Correlation Between Ashmore Emerging and Inverse Nasdaq
Can any of the company-specific risk be diversified away by investing in both Ashmore Emerging and Inverse Nasdaq at the same time? Although using a correlation coefficient on its own may not help to predict future stock returns, this module helps to understand the diversifiable risk of combining Ashmore Emerging and Inverse Nasdaq into the same portfolio, which is an essential part of the fundamental portfolio management process.
By analyzing existing cross correlation between Ashmore Emerging Markets and Inverse Nasdaq 100 Strategy, you can compare the effects of market volatilities on Ashmore Emerging and Inverse Nasdaq and check how they will diversify away market risk if combined in the same portfolio for a given time horizon. You can also utilize pair trading strategies of matching a long position in Ashmore Emerging with a short position of Inverse Nasdaq. Check out your portfolio center.
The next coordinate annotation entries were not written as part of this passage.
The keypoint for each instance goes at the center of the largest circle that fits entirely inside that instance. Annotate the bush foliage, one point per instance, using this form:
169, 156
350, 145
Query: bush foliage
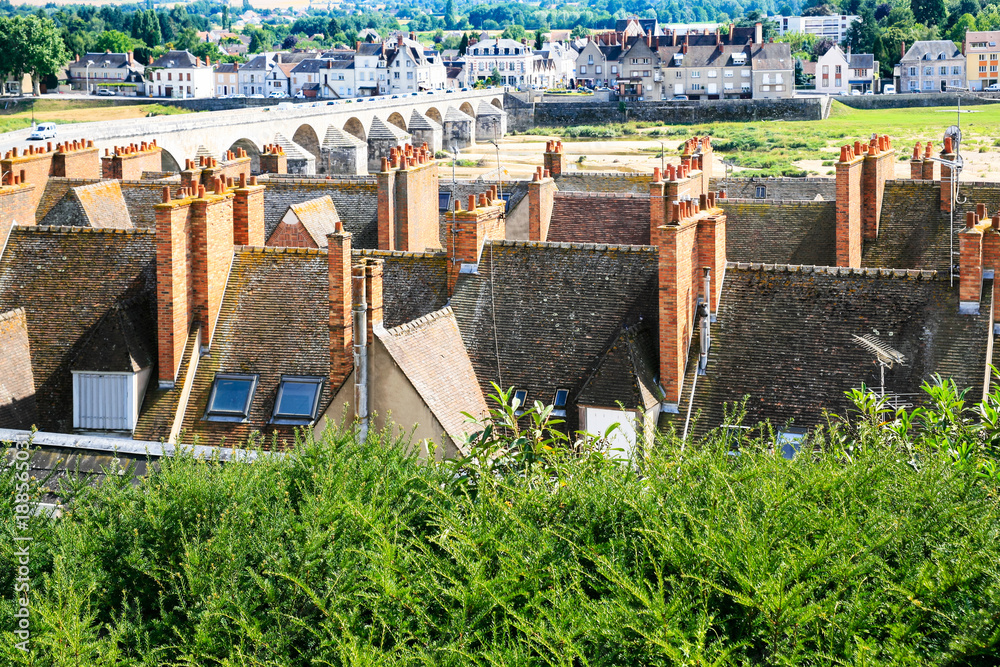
879, 545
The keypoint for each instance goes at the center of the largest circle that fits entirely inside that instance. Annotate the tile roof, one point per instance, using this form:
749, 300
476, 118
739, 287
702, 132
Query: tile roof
626, 372
418, 121
103, 205
431, 354
67, 279
547, 312
177, 59
920, 50
318, 216
356, 200
784, 336
414, 284
274, 320
586, 217
17, 382
781, 232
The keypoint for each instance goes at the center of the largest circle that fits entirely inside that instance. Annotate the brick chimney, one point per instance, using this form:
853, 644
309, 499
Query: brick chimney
694, 239
32, 165
541, 193
341, 337
248, 212
947, 153
468, 230
979, 245
917, 163
848, 226
928, 171
554, 160
194, 252
408, 216
17, 204
273, 160
127, 163
76, 159
878, 166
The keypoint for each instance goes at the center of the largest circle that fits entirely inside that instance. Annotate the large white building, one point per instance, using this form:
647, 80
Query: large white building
178, 74
511, 59
830, 27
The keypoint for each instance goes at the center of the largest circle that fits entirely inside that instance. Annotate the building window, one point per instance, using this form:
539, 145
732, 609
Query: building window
230, 398
297, 401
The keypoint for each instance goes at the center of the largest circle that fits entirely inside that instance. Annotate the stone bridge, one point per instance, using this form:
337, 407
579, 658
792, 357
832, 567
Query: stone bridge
330, 136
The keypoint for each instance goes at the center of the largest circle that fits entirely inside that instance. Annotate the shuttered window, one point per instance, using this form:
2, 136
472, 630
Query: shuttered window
102, 401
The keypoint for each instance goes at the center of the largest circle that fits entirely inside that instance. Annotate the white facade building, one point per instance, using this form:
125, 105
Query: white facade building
829, 27
178, 74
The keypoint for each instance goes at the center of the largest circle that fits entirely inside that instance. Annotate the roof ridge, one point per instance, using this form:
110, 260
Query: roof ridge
86, 230
572, 246
928, 274
413, 325
753, 200
12, 313
610, 195
376, 252
278, 250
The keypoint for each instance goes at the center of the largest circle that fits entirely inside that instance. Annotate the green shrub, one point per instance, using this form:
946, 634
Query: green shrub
878, 544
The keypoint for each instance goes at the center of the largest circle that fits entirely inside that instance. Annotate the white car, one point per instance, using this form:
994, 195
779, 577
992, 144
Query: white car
43, 131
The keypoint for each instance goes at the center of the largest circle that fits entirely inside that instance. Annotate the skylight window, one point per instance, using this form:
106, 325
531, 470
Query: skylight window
521, 395
298, 400
230, 398
561, 396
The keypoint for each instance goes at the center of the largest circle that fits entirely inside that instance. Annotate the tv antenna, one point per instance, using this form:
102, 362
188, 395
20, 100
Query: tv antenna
885, 356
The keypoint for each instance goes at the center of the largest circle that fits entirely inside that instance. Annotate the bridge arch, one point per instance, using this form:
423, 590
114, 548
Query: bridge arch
168, 162
434, 115
252, 152
356, 127
397, 119
306, 137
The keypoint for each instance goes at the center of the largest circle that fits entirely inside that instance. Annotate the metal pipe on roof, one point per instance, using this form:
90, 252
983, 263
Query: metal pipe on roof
359, 311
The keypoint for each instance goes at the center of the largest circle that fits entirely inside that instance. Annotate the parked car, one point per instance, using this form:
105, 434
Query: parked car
43, 131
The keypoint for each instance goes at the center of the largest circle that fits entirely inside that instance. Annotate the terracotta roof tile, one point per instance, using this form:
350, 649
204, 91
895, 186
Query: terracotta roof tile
431, 354
67, 279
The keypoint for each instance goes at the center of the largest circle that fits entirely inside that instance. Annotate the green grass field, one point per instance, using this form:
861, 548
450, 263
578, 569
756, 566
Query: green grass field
16, 116
774, 147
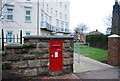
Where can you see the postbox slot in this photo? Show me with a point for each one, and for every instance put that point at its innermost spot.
(56, 45)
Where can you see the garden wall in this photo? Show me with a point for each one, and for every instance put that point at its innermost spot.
(32, 57)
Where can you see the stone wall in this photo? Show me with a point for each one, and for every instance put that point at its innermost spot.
(32, 57)
(114, 50)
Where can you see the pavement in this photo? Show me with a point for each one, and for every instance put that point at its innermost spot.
(87, 68)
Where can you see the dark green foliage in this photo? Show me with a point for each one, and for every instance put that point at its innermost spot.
(98, 40)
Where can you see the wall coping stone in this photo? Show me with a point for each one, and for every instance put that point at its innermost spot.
(47, 37)
(14, 46)
(114, 35)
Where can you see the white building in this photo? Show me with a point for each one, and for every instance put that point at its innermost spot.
(35, 17)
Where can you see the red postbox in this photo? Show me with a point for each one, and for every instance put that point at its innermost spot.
(56, 47)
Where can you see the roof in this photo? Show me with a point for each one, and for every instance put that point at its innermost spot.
(95, 32)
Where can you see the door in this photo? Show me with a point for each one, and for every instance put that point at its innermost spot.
(9, 37)
(56, 56)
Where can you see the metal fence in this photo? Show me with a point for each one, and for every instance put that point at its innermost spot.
(81, 49)
(7, 39)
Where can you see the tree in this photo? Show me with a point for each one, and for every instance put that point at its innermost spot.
(81, 28)
(108, 22)
(2, 6)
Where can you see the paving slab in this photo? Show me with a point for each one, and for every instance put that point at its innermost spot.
(85, 64)
(101, 74)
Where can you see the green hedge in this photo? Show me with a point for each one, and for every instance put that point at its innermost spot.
(98, 40)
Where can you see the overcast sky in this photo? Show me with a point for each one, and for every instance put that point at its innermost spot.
(90, 12)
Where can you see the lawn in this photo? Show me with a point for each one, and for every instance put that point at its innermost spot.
(91, 52)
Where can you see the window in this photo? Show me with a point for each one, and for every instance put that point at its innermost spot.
(51, 11)
(28, 34)
(65, 17)
(28, 15)
(65, 6)
(56, 13)
(57, 25)
(9, 14)
(60, 15)
(9, 37)
(61, 4)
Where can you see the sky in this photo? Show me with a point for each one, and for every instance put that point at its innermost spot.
(90, 12)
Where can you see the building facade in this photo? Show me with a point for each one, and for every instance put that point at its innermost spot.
(116, 18)
(35, 17)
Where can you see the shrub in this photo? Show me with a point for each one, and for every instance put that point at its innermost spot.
(98, 40)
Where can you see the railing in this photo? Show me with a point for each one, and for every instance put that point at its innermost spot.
(47, 26)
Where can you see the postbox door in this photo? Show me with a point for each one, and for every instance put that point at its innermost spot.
(55, 56)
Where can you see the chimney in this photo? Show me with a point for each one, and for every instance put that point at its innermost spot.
(116, 1)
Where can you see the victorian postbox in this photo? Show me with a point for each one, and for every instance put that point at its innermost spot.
(56, 47)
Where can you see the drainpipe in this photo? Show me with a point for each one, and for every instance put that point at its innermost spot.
(38, 18)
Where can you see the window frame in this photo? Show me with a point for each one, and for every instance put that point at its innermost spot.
(9, 14)
(28, 15)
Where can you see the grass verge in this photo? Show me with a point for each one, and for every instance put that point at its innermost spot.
(94, 53)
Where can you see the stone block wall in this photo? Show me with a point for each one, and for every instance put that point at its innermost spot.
(32, 57)
(114, 50)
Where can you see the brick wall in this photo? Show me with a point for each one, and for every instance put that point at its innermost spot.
(114, 50)
(32, 57)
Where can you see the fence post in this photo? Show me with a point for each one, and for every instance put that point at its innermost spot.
(13, 38)
(2, 40)
(20, 36)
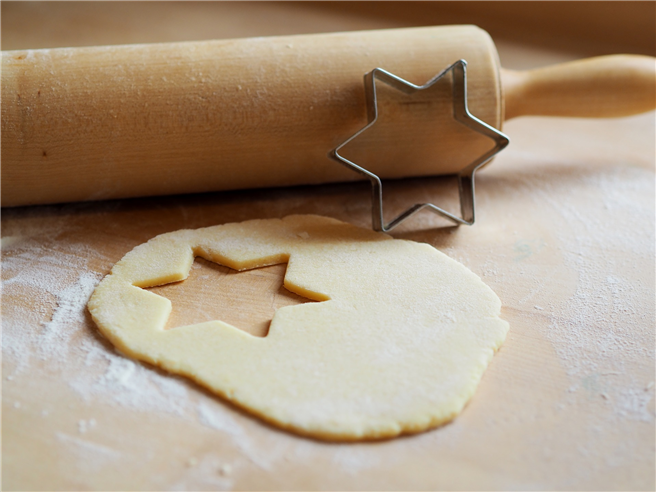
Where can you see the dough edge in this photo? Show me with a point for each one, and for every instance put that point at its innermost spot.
(376, 430)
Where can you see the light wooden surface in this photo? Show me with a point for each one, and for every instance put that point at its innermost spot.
(158, 119)
(564, 235)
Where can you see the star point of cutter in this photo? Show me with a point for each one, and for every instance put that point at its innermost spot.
(460, 113)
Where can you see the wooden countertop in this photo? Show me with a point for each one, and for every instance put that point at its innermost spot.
(564, 235)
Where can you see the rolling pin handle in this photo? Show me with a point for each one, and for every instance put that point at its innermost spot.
(601, 87)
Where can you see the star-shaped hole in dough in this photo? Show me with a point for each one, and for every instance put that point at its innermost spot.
(244, 299)
(411, 147)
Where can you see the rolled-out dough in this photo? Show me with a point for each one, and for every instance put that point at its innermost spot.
(398, 344)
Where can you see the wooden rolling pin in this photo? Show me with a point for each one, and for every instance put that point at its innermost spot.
(139, 120)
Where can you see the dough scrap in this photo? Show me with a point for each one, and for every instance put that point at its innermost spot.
(398, 345)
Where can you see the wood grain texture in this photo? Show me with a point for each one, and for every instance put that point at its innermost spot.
(564, 235)
(144, 120)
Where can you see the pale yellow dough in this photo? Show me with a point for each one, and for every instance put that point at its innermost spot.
(398, 345)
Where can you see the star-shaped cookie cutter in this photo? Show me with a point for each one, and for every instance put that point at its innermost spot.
(460, 113)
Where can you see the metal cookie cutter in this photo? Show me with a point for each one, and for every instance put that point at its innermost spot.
(460, 113)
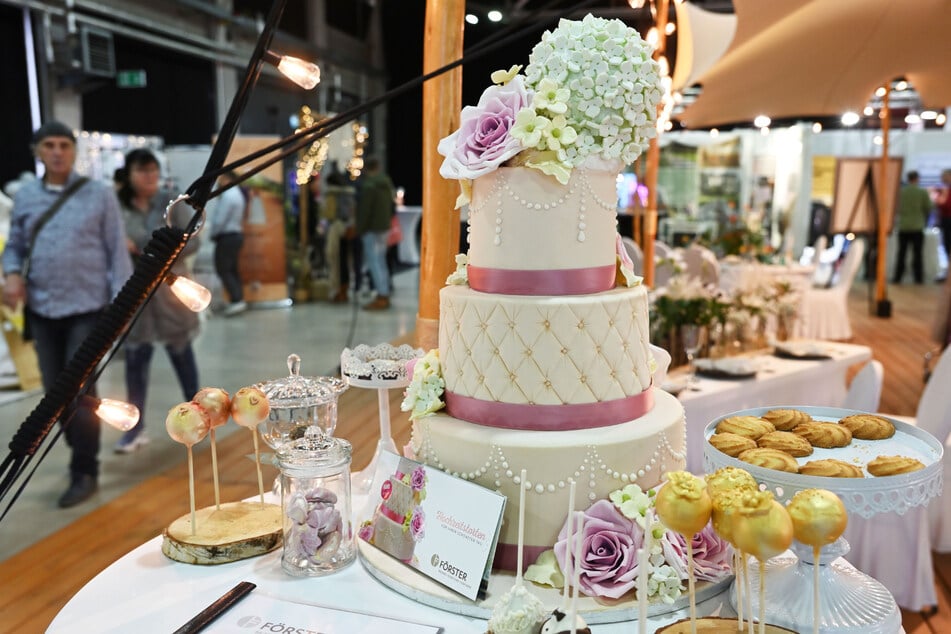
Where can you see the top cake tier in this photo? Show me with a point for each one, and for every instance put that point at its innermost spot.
(530, 235)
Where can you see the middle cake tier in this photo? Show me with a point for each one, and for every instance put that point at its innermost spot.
(545, 363)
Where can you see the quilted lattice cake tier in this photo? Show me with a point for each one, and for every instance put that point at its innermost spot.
(514, 349)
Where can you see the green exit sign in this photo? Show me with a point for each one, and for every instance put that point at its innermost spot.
(130, 79)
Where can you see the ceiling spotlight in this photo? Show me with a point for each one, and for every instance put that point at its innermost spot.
(850, 118)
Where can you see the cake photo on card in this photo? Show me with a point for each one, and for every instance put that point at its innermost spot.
(398, 522)
(543, 359)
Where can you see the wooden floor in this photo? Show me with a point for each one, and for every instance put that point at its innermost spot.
(38, 581)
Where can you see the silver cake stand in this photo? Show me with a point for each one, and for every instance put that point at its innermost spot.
(850, 601)
(383, 368)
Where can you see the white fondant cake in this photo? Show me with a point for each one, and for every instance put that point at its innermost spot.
(544, 350)
(568, 226)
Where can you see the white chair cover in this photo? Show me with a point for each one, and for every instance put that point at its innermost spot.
(701, 263)
(635, 253)
(896, 549)
(825, 312)
(865, 393)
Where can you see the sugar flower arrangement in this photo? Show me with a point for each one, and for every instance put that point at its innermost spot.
(590, 91)
(424, 394)
(612, 532)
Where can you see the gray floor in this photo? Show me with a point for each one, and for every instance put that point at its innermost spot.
(232, 352)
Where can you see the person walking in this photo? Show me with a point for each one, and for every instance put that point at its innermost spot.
(65, 260)
(165, 319)
(339, 200)
(375, 209)
(225, 229)
(914, 205)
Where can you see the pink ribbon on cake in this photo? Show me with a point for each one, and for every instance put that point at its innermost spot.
(549, 417)
(391, 514)
(585, 281)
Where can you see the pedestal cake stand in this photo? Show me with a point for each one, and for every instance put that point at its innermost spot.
(850, 601)
(383, 368)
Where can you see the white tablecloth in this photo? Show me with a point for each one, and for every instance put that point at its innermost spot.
(146, 592)
(779, 382)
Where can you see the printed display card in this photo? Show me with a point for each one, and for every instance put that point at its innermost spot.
(442, 526)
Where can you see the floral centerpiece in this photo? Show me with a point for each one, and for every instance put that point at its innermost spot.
(424, 394)
(612, 531)
(589, 93)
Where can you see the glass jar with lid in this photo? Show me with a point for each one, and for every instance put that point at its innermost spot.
(316, 504)
(298, 402)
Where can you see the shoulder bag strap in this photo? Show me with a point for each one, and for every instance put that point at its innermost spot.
(47, 215)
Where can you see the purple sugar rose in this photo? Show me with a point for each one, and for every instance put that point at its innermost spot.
(482, 142)
(608, 553)
(418, 479)
(416, 524)
(712, 555)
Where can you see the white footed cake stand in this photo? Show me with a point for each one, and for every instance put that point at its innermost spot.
(850, 601)
(383, 368)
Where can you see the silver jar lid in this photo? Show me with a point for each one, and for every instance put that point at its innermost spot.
(301, 391)
(316, 453)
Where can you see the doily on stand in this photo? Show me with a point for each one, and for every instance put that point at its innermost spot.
(851, 600)
(381, 367)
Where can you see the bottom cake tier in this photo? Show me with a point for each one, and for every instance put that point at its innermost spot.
(600, 460)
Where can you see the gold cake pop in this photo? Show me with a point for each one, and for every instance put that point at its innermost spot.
(818, 516)
(683, 504)
(761, 525)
Please also check ongoing floating volatility patterns of Ashmore Emerging and Inverse Nasdaq.
Diversification Opportunities for Ashmore Emerging and Inverse Nasdaq
-0.16 | Correlation Coefficient |
Good diversification
The 3 months correlation between Ashmore and Inverse is -0.16. Overlapping area represents the amount of risk that can be diversified away by holding Ashmore Emerging Markets and Inverse Nasdaq 100 Strategy in the same portfolio, assuming nothing else is changed. The correlation between historical prices or returns on Inverse Nasdaq 100 and Ashmore Emerging is a relative statistical measure of the degree to which these equity instruments tend to move together. The correlation coefficient measures the extent to which returns on Ashmore Emerging Markets are associated (or correlated) with Inverse Nasdaq. Values of the correlation coefficient range from -1 to +1, where. The correlation of zero (0) is possible when the price movement of Inverse Nasdaq 100 has no effect on the direction of Ashmore Emerging i.e., Ashmore Emerging and Inverse Nasdaq go up and down completely randomly.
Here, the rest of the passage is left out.